Her fiftieth birthday could not go on being celebrated forever. Angele was away from home, Georgina could not be completely certain where. She wrote the Frenchwoman an enormously long letter outlining all her faults, ending with an ultimatum. She should come home to Gower Street or be forever banished. It was imperious but it was the last of her mistakes. Angele did come home nine days later. She pointed out, with the sort of cold savagery that Georgina herself employed in the courts when the occasion demanded, that the house was in her name and that if her lover, now her former lover, did not leave it at once, she would go to solicitors, seek an order, and have her evicted.

Perhaps it came as a relief. Once, Mrs. Weldon would have rushed to the law herself and whatever the cost, however rocky the road ahead, found some way to drag Mme Menier through the courts. She had done it for everyone else who crossed her or betrayed her: why not Angele? It is an indication of what Angele meant to her that she did not. She accepted that it was over between them with a kind of exhausted grace. She conferred wearily with Harcourt (who offered to go to Bloomsbury and shoot the lady), wound up in the office in Red Lion Court, and arranged for her goods and chattels to go temporarily into storage. She wrote in her diary: “It quite breaks my heart to leave my garden, my window boxes, my little green room and everything. I hope I can keep the dogs and I must try to keep my darling monkeys. My little birds, too. How sad to leave them. I must take a few.”

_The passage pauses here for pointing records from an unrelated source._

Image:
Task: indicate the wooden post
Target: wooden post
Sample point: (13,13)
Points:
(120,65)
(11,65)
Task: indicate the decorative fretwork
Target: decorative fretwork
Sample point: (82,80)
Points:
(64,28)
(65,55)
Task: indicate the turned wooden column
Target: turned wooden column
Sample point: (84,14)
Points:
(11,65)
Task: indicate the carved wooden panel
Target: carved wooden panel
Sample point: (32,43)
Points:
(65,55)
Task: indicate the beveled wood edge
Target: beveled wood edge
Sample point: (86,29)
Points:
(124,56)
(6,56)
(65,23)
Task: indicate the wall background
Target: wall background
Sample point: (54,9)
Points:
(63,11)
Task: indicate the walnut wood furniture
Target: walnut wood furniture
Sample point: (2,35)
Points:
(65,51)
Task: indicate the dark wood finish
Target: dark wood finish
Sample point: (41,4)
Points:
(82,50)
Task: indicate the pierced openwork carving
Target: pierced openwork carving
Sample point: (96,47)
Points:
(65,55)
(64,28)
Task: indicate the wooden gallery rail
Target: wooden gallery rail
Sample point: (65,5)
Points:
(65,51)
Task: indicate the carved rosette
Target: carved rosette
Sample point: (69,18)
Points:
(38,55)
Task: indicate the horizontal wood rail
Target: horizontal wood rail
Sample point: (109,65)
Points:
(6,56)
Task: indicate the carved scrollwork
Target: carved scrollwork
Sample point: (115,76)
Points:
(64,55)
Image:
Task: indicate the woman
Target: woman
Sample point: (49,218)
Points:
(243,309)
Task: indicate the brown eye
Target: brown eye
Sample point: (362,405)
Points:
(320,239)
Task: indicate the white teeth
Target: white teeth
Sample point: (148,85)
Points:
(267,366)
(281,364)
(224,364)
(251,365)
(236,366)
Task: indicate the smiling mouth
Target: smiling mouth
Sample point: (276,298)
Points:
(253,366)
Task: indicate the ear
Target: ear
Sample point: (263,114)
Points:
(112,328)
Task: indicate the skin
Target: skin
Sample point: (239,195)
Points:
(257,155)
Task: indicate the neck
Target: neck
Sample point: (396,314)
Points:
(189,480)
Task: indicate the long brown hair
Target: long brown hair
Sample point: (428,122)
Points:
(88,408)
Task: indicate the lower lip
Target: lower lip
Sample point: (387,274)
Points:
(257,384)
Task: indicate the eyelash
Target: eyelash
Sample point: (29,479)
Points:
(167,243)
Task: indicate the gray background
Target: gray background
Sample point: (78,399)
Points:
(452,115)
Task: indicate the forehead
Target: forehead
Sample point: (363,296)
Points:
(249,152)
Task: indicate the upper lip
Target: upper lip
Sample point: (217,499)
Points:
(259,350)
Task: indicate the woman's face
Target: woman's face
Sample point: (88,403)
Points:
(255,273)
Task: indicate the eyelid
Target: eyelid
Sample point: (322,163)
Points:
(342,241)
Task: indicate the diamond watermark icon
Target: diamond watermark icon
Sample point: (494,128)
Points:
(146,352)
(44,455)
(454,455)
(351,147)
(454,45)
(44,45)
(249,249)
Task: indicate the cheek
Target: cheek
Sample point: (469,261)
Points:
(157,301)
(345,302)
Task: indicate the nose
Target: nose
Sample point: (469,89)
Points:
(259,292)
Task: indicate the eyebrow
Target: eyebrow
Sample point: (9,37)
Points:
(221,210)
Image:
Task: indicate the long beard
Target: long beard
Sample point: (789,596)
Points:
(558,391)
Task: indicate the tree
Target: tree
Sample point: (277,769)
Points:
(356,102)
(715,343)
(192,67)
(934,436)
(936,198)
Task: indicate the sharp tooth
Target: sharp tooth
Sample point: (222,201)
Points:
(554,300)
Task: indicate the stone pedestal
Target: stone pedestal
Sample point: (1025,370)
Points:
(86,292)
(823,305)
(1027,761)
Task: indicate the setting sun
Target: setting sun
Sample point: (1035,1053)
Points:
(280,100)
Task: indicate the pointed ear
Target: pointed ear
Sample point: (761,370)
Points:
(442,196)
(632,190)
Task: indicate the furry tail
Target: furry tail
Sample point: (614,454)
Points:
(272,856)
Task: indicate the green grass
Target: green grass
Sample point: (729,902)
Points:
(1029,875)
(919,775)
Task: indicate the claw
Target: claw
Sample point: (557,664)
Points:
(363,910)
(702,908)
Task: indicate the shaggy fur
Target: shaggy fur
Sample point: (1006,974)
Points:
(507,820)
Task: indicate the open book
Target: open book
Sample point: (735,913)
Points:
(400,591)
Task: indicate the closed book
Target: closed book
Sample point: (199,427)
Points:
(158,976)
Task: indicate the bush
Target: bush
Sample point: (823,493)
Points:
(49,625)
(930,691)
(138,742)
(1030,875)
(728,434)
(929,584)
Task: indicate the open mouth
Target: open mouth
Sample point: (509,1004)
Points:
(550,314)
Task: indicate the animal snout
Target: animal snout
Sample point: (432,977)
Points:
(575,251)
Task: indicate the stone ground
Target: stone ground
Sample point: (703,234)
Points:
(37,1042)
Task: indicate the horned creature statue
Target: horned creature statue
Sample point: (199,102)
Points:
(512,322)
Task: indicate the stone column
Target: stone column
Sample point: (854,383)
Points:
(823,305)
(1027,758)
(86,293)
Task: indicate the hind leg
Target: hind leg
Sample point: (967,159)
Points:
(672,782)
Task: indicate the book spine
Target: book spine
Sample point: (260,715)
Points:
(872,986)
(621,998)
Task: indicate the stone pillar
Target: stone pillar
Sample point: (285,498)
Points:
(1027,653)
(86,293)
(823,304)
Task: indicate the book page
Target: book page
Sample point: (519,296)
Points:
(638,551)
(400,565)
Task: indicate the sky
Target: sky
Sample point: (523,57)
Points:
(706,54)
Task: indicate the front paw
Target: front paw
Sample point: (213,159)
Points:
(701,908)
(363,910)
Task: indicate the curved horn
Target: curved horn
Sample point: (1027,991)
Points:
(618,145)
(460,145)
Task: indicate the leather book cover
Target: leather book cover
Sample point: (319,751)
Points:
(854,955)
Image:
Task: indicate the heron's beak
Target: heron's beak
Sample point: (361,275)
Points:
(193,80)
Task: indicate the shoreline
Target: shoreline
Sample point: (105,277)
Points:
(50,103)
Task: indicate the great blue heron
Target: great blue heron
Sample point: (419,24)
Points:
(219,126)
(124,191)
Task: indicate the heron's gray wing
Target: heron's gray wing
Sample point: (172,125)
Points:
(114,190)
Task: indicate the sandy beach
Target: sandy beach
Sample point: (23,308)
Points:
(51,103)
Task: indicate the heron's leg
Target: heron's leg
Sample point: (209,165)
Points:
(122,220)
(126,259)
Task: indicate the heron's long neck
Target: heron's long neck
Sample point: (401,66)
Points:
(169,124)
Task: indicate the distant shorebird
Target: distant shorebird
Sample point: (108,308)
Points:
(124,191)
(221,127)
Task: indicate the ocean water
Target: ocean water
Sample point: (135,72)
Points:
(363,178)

There were more than two dozen budgerigars that could not make the journey with her. Her papers and correspondence filled twenty-seven tea chests, which were removed to storage as though her life had been lived in nothing but an office. It was a dramatically dry-eyed parting and, as always happened with her, once a thing had been decided, swift. She never saw Angele again.

On September 23, 1888, she went to Charing Cross and assembled on the platform her two pugs, the monkey Tittileelee, and several cages of birds. Her own luggage was modest by comparison. As she waited to board the train, she reflected it was the twenty-eighth anniversary of her miscarriage. It was also the death by exhaustion of the personality she had raised and nurtured in the baby’s place. Of that Georgina Weldon, there was nothing more to say. She wrote:


I’d given myself until my fiftieth year to get together the sum I would need to raise and educate 50 children; and as late as 1885 I thought every incident, every adventure would end for me in triumphant success. When 1887 and my fiftieth birthday arrived, something broke inside me. Since then, my powers have noticeably declined. I had never been robust. The doctors said there was nothing wrong with me, but I felt exhausted.


The whistle blew, the last door slammed, and like Gounod, with tears streaming down her face, she said good-bye to her past. A day later she presented herself at Gisors and was given a room on the second floor. She engaged a maid, calmed herself, put on the work uniform that the sisters wore (to their undying shock), inspected the garden; and then slowly, laboriously, began to compose the judicial memoirs on which this book is based.